Text: Dr. Helen Adkins

Miray Seramet (*1971 Krefeld) is of German-Turkish origin; she has studied textile design and goes to classical dance classes. These elements are central themes to the artist. The desire to express her double identity in relation to her own body is addressed in textile objects, images, photographs and projections. Seramet considers thread, fabrics, and clothing to be symbols of gender roles but also of her own identity between Turkish tradition and modern German fashion consciousness. The knitting machine is her tool for the connection between mason’s cord and nylons, an allegorical entanglement between man and woman. In Den 20 she combines flesh-coloured nylons, a second female skin, more beautiful, decent and more erotic than naked skin with strong, colourful, and rough mason’s cord. Astonishingly, the seemingly fragile nylons don’t tear, and poetical collections come together, fired by a background concept interlaced with extravagant fashion creations.

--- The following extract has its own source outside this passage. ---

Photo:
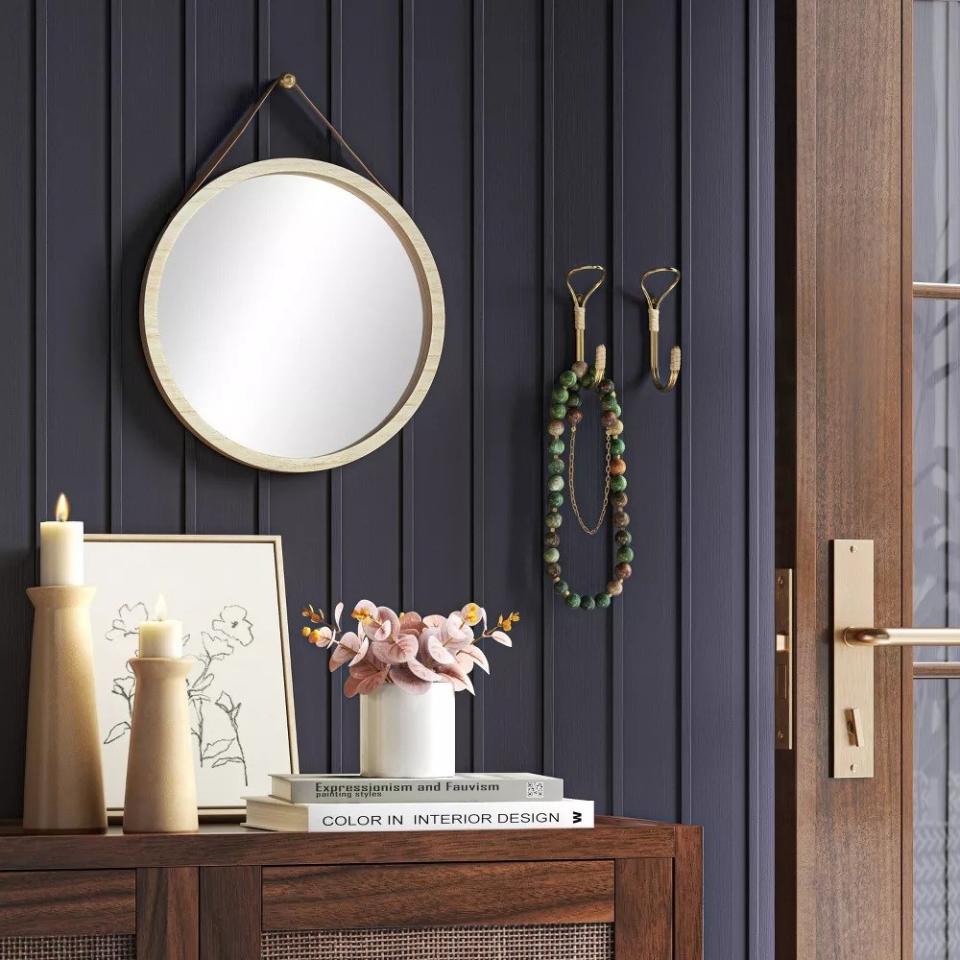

Nylons, mounted on large canvases, stowed away in sample boxes, or presented on the wall as soft objects, are omnipresent. The nylons are tested as to their strength and their stretch qualities; their worn or unworn shape is exemplified, or they are collaged. A particular colour may be highlighted, they are filled with lambswool and fashioned into breast-penises and vulva-buds. Gretchen in der Stube [Little Grete in the Living Room] consists of a series of androgynous sexual body parts, a hybrid between sexshop accessory and soft toy. Soft and Strong is a photographic work in which the nylons, photographed by the artist on her own legs, have strangely coloured fluffy additions of erotic connotation that would seem to originate from a performance. The general focus of this humorous work is on the theme of love.

Seramet writes: “Sewing, embroidering, knitting, and felt-making are crafts that symbolically stand in the close tradition of Turkish dowry for future brides…. My collections are a humorous hint at the difference between man and woman, the absurdity of societal norms of a division by gender. My work confronts open sexuality with sexuality concealed under a veil.”